Поздним вечером в дверь дома боярина Климы раздался негромкий стук. Слуги отперли тяжёлые замки, отомкнули засовы, и в сени вошёл высокий смуглый человек лет тридцати пяти с тонкими усами, загнутыми вниз и спускающимися до подбородка, чуть раскосыми глазами – наверное, в числе предков его были жители степей, – и без бороды. На шее незваного гостя, худой и непомерно длинной, резко выдавался острый кадык. Одет пришелец был в довольно скромный дорожный тулуп, кафтан из простого сукна, обычные поршни[48] без всякого узора и шапку из заячьего меха. Единственное, что бросалось в глаза – на каждом пальце незнакомца сверкали золотые перстни с драгоценными каменьями. На поясе его висела сабля, рукоять которой украшал большой, величиной почти с голубиное яйцо, кроваво-красный рубин.

Зайдя в дом, гость, как и полагалось, осенил себя крестом, после чего потребовал немедля позвать боярина.

Клима уже лёг было спать, когда ему внезапно доложили о приходе этого странного человека. Взяв в руку толстую свечу, он поспешил в сени, недоумевая, кто это пришёл вдруг к нему в столь поздний час.

Увидев нежданного гостя, Клима с тревогой вопросительно воззрился на него.

– Гляжу, Клима, обосновался ты здесь крепко, – промолвил пришелец, кривя уста в полной презрения ядовитой усмешке.

– Что за глас знакомый? – пробормотал Клима, хмуря чело. – Где слыхал? Ужель…

Он вскинул голову, вздрогнул, испуганно вскрикнул и едва не выронил из десницы свечу.

– Не признал меня, друже. Обижаешь, хозяин. Ведь дружки мы с тобою были – не разлей вода. Помнишь поход на ляхов? А ослепленье Василька Ростиславича? Да, славно послужили мы нашему князю, свет-Давид Игоревичу. Так славно, что я ныне в Киеве обретаюсь, а ты аж до Новгорода добежал, – глухо рассмеялся гость.

– Туряк? – всё ещё не веря своим глазам и ушам, спросил Клима. – Господи, да как же… Как ты здесь? Уж я мыслил, тебя и в живых-то нету.
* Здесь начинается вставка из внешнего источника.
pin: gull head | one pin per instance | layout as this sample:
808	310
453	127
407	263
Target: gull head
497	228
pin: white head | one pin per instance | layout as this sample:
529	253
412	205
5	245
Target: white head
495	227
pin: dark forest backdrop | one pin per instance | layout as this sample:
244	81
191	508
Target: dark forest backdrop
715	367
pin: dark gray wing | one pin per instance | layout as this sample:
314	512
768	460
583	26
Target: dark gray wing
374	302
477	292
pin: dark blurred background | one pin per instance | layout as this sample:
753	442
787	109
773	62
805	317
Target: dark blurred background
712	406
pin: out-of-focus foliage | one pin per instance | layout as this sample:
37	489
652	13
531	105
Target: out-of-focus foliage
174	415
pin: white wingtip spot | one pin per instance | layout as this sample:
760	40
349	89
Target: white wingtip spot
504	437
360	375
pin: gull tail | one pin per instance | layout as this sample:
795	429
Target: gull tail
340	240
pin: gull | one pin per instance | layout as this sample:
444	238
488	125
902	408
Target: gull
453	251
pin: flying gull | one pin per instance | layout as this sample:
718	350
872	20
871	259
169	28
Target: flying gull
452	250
– Хватит, боярин! – резко, властным голосом перебил Климу Туряк. – В горницу веди, нечего в сенях торчать!

– Что ж, пойдём, пойдём. – Клима жестом пригласил гостя следовать за собой.
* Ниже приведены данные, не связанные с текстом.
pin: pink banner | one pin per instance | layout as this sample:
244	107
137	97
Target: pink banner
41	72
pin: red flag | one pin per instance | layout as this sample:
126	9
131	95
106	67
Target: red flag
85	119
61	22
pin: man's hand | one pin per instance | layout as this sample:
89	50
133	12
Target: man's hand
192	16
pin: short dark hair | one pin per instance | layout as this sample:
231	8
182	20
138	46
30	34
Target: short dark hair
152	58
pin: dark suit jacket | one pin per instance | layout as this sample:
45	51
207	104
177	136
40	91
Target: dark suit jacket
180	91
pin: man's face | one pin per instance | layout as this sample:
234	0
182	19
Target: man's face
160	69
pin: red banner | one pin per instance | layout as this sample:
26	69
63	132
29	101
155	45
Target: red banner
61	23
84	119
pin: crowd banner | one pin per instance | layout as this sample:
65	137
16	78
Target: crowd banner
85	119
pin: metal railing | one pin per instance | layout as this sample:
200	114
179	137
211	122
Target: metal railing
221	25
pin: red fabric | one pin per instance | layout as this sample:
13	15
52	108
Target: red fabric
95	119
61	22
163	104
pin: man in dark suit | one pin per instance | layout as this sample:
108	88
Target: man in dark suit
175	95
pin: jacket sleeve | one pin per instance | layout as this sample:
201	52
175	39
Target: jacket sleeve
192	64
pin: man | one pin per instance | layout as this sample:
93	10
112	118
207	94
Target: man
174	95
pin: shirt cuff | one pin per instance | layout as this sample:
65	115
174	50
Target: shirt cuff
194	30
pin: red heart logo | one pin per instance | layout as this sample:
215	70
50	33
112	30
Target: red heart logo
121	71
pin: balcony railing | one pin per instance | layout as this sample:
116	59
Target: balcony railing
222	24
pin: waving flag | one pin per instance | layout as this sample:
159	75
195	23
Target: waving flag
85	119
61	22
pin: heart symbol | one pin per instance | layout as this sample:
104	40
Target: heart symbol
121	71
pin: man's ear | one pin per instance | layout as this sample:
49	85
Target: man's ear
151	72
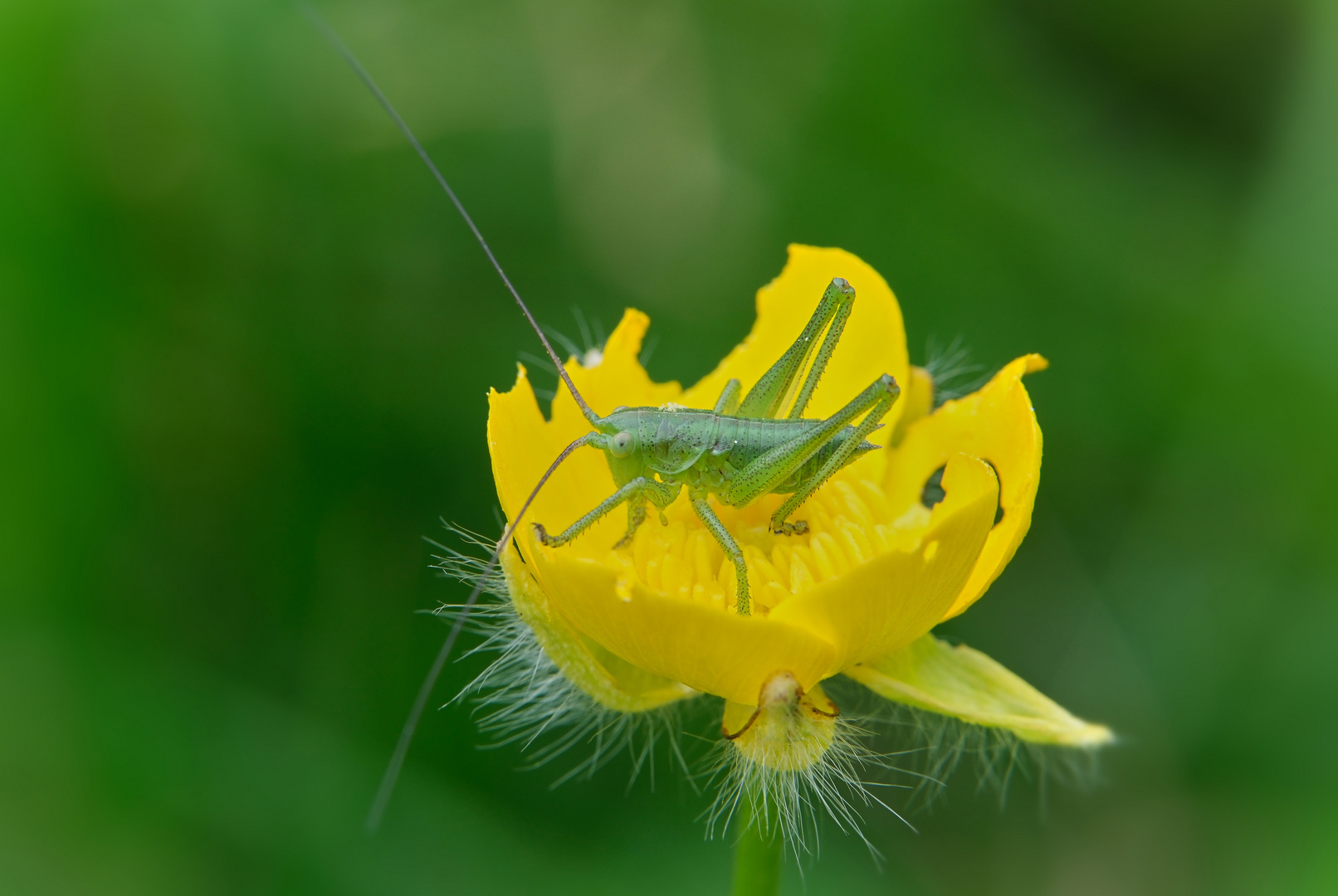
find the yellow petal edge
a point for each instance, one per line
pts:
(968, 685)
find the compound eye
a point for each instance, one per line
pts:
(623, 444)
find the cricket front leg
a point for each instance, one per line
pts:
(743, 602)
(658, 494)
(632, 491)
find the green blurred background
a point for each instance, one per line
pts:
(245, 345)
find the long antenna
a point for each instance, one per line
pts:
(402, 747)
(324, 27)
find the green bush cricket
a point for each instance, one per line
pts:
(738, 451)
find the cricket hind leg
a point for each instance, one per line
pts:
(886, 397)
(743, 602)
(769, 393)
(767, 472)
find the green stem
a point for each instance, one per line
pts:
(758, 856)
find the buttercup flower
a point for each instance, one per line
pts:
(896, 542)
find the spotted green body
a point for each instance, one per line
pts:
(739, 451)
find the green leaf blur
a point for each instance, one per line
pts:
(245, 345)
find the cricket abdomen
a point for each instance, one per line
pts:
(741, 441)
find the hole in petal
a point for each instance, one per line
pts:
(999, 504)
(933, 491)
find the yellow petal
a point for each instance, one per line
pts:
(617, 380)
(522, 443)
(917, 400)
(872, 344)
(996, 424)
(896, 597)
(970, 686)
(609, 679)
(704, 647)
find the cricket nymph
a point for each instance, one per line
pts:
(739, 451)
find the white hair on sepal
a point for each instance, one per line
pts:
(938, 745)
(522, 697)
(794, 802)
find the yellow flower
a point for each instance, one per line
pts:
(896, 542)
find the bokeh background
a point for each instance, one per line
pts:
(245, 345)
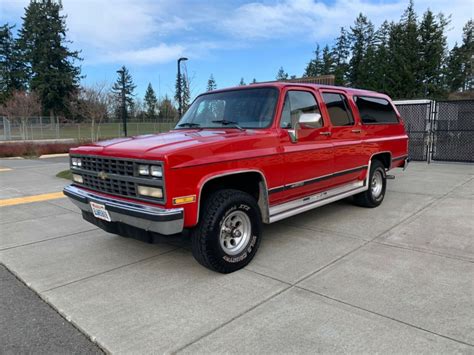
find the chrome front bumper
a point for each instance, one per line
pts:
(154, 219)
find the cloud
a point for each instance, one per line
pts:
(317, 20)
(161, 53)
(148, 31)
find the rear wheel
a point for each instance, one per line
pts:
(228, 234)
(375, 194)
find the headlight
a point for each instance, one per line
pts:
(77, 178)
(144, 169)
(150, 170)
(76, 162)
(156, 171)
(156, 192)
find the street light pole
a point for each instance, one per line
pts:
(180, 99)
(123, 107)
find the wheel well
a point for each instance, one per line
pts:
(384, 158)
(250, 182)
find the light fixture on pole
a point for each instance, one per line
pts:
(180, 99)
(123, 110)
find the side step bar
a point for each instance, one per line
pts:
(307, 203)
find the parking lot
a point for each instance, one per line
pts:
(341, 278)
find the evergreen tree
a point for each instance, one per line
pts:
(455, 69)
(211, 83)
(151, 103)
(382, 70)
(167, 111)
(314, 67)
(327, 66)
(406, 55)
(340, 55)
(51, 65)
(468, 50)
(433, 48)
(281, 75)
(363, 49)
(124, 86)
(13, 76)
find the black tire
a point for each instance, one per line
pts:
(369, 198)
(208, 247)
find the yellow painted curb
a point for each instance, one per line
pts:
(30, 199)
(46, 156)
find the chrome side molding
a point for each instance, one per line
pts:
(307, 203)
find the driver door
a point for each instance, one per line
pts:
(307, 147)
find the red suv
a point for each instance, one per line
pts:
(237, 159)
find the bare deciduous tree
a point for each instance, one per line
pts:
(94, 104)
(21, 106)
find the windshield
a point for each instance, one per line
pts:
(248, 108)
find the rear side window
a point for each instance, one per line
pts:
(374, 110)
(338, 109)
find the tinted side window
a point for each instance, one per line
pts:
(297, 103)
(375, 110)
(338, 109)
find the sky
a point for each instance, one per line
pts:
(229, 38)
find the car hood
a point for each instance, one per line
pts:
(177, 147)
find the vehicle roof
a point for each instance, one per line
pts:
(283, 84)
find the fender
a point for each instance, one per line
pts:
(263, 190)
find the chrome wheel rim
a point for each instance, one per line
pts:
(376, 184)
(235, 232)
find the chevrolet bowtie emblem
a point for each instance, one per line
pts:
(102, 175)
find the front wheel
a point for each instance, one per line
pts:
(375, 194)
(228, 234)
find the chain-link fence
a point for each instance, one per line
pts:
(417, 117)
(41, 128)
(441, 130)
(453, 133)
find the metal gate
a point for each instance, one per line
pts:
(453, 131)
(441, 130)
(417, 115)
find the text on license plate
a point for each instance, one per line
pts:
(100, 212)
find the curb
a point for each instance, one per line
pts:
(46, 156)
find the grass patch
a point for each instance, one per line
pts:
(30, 149)
(66, 174)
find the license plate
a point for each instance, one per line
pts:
(100, 212)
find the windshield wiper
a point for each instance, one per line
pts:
(189, 124)
(226, 123)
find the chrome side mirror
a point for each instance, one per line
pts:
(313, 120)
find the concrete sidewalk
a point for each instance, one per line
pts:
(397, 278)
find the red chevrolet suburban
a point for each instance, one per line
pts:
(237, 159)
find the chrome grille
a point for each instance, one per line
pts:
(112, 186)
(110, 166)
(116, 176)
Развалившись на обитой бархатом скамье у стены, Туряк снова рассмеялся и с издёвкой заметил:

– Гляжу я, слаб памятью стал ты, Клима. Помнишь тот совет во Владимире у князя Давида Игоревича? Ростиславичи обступили тогда город со всех сторон, и Володарь велел нашему князю выдать тех, кто сговаривал ослепить Василька. Боярский совет был, и старцы назвали меня, Василия и Лазаря. Ведаю, как ты меня чернил. Зато никто не прознал, что ты, ты первым мысль об ослеплении подал! А уж потом мы с Лазарем да Васильем ко князю Давиду ходили. Али позабыл? Позабыл, как трясся за свою шкуру на том совете, как меня, друга своего, предать измыслил?! Иуда! – Туряк внезапно вскочил со скамьи, схватил Климу за грудки и притянул к себе. – Василий и Лазарь ни при чём были, а их покарали, выдали Володарю, и он повесить их велел на древе и стрелами калёными расстрелять. Меня же князь Давид спас. Упредил вовремя, коней дал, за то спаси его Бог. А ты, ты бы отдал меня Володарю, отдал бы!
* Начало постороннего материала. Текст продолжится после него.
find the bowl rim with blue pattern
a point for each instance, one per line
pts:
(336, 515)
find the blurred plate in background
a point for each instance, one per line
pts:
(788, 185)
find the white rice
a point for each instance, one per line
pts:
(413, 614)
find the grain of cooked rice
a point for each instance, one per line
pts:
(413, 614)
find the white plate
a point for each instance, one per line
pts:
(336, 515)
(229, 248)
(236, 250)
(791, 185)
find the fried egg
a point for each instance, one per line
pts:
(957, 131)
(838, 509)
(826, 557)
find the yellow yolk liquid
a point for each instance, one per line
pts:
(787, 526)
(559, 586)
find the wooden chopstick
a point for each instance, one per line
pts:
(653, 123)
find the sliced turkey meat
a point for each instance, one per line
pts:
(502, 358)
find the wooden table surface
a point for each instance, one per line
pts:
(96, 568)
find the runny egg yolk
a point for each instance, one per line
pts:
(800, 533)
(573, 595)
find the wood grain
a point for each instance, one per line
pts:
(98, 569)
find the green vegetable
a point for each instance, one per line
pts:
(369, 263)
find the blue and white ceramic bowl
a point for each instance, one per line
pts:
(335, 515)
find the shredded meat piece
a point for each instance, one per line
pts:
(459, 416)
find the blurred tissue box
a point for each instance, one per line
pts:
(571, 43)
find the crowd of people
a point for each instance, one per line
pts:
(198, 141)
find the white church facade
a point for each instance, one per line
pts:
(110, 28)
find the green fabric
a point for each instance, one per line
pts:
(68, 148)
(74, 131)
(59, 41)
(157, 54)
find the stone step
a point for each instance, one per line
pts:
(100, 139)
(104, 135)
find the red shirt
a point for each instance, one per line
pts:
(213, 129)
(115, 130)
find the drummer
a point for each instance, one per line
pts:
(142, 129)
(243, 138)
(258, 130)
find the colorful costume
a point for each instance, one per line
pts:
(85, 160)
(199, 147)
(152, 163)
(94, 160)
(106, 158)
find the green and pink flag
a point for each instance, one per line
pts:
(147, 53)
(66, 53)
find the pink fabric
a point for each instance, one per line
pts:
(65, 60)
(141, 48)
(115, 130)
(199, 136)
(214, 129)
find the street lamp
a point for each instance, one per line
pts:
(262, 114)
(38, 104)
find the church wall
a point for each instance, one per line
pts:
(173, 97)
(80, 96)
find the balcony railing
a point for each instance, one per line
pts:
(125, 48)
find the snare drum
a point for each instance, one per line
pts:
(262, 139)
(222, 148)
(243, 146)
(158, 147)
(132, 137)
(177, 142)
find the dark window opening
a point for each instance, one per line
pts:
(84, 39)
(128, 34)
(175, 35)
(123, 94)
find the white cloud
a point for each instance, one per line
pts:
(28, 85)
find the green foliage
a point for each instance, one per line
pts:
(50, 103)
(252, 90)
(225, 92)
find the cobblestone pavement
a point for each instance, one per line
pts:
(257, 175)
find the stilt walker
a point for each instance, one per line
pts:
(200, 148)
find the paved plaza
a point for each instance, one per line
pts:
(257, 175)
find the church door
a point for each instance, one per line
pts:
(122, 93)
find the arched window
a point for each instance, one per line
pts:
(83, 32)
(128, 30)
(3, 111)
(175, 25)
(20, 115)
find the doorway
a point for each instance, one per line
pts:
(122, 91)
Он с отвращением швырнул Климу на пол. Маленький боярин поднялся, отряхнулся и, с опаской глядя на разгневанного Туряка, быстро, скороговоркой заговорил:

– Напрасно обиду держишь. Князя Давида я тогда надоумил коней тебе дать. Иначе не миновал бы ты погибели. А сам я в то же лето в Новгород бежал, се верно. Подале от Ростиславичей, от войн. Служу с той поры князю Мстиславу.

– Ну и дурак, что служишь! – презрительно осклабился Туряк. – А я вот теперь Святополков боярин. Привет тебе шлют великий князь и тысяцкий[49] Путята.

– Так ты что ж, прямо из Киева, что ль?

– Из него самого. Но о сём – никому ни слова. Скажешь – убью! – Туряк угрожающе положил руку на эфес сабли. – А теперь слушай. Мстиславка слишком много о себе возомнил. В Новгороде засел, будто у себя дома. А Новгород меж тем – князя Святополка вотчина. Его отец сей землёю володел, Мстиславку же великим лукавством Мономах сюда посадил.